苦しくなって、我慢の限界みたいになって。例えば、その人にメールをしないことが、息を止めてどれだけ水に潜っていられるかみたいな気持ちになるんです

 2人は自分がストーカー行為を認識しながら止めることができない。そのため、法でいくら罰を与えても被害の抑制にはつながらないのだ。では、ストーカー加害者を減らすにはどうしたらよいのか。その答えを田淵氏は警察だけにストーカー問題を任せないことだと結論付けている。

 ストーカー加害者は自力ではやめられない状況に陥ってしまっていることが多く、その裏にはさまざまな事情や生い立ち、その時の感情なども絡んでいる。だからこそ、警察や司法、医療が連携し、適切な対処を行っていくことが大切なのだ。彼らがなぜ、罪を犯してしまうのかを考えることは、被害者を助けることに繋がっていくのだ。

■若者の間でストーカーはより身近な問題に

 10年以上に亘り、ストーカーやDVの加害者と向き合ってきた民間団体アウェアの吉祥眞佐緒氏は本書の中でデートDVを例に挙げ、若者たちの間にはストーカー予備軍が多く潜んでいると指摘している。デートDVとは結婚も同居もしていない若者たちの間で起こる、親密な関係の人への身体的・精神的暴力のことだ。

 現代の若者の間では束縛されることが愛情の証だという考えが固定化されてきているため、ストーカー予備軍が生れやすいのだ。実際に、筆者の周りでもそうした話は多い。

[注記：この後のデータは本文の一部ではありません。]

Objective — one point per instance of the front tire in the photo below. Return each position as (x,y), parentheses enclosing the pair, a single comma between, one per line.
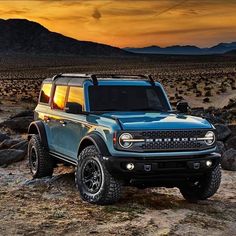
(204,188)
(93,181)
(40,163)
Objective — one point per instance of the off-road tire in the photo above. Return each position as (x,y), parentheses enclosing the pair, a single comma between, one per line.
(206,188)
(110,189)
(40,163)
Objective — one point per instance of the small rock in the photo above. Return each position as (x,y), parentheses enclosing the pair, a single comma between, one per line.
(223,132)
(3,137)
(229,160)
(7,143)
(233,129)
(220,147)
(9,156)
(231,143)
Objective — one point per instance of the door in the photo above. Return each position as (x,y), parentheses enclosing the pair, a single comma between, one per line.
(68,129)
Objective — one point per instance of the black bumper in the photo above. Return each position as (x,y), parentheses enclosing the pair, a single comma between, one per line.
(160,171)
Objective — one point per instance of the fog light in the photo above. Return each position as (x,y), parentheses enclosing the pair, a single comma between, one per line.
(209,163)
(130,166)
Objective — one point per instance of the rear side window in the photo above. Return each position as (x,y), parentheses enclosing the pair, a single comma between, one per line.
(76,95)
(59,97)
(45,93)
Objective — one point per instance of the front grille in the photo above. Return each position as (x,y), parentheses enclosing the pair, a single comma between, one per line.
(172,140)
(168,140)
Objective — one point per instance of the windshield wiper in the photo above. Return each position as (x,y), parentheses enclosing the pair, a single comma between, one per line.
(146,109)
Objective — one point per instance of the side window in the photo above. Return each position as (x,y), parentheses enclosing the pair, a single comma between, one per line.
(45,93)
(59,97)
(153,99)
(76,95)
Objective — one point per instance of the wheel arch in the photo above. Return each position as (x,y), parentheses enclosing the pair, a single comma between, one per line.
(97,141)
(37,127)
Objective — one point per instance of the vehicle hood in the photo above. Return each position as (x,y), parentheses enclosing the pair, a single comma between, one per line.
(156,121)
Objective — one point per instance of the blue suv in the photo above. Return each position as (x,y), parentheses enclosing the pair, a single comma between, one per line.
(120,130)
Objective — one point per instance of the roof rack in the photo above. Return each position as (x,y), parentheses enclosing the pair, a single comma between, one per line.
(94,77)
(120,76)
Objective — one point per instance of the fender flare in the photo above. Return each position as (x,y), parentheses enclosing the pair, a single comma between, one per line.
(37,127)
(97,141)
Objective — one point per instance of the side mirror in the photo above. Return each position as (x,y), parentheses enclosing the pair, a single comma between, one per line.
(182,107)
(73,107)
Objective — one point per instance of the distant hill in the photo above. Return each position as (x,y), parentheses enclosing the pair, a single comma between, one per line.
(23,36)
(185,50)
(231,53)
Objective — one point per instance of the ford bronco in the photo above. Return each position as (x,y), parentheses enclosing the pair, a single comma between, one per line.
(120,130)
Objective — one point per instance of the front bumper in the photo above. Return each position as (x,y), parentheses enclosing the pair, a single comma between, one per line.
(160,171)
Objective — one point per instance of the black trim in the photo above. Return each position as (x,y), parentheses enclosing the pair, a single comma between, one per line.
(39,125)
(63,157)
(97,141)
(160,167)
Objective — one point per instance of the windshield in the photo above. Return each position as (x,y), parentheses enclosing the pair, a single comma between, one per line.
(127,98)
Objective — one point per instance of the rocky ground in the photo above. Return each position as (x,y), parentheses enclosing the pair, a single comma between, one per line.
(52,206)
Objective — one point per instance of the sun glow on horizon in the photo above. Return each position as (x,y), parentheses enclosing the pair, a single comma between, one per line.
(132,23)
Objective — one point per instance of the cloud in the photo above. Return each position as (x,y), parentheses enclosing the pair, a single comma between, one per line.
(96,14)
(171,7)
(13,12)
(182,31)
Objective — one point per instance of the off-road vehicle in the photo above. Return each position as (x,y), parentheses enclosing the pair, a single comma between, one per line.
(120,130)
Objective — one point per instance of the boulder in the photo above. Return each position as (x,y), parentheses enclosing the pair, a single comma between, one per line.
(23,145)
(9,156)
(223,132)
(229,160)
(3,137)
(23,114)
(231,143)
(18,124)
(220,147)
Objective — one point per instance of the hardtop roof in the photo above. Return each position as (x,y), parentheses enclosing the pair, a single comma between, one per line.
(78,79)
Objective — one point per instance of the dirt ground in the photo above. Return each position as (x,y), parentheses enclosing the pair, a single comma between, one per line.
(54,207)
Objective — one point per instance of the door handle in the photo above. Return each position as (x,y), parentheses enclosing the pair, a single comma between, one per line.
(63,123)
(46,119)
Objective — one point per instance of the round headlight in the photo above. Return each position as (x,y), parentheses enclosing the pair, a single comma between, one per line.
(124,140)
(210,138)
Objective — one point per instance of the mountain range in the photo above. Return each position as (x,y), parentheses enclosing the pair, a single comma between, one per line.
(24,36)
(21,36)
(185,50)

 ある女友達は彼氏と連絡が取れないと不安になり、数分の間に何十回も電話を掛けたり、家に車があるか見に行ったりすると話していた。そして、別の友人は「思い出を共有したい」と話し、GPS機能が付いた写真共有アプリを彼氏にダウンロードさせている。もちろん、GPS機能が付いていることを内緒にしながらだ。

 こうした話を女子会で笑いながら話す彼女たちを見ていると、愛情と狂気は紙一重なのかもしれないと感じる。彼女たちは「お互いが思い合っていれば、ストーカー行為にはならない」と語ってはいたが、本当にそうなのだろうか。

 ストーカーは一見、自分には関係がない犯罪のように思えるが、実はその境界線は曖昧だ。SNSが盛んな現代は人との距離感が簡単に詰められるからこそ、愛情と執着を間違えず、境界線を越えないように心がけていきたいものだ。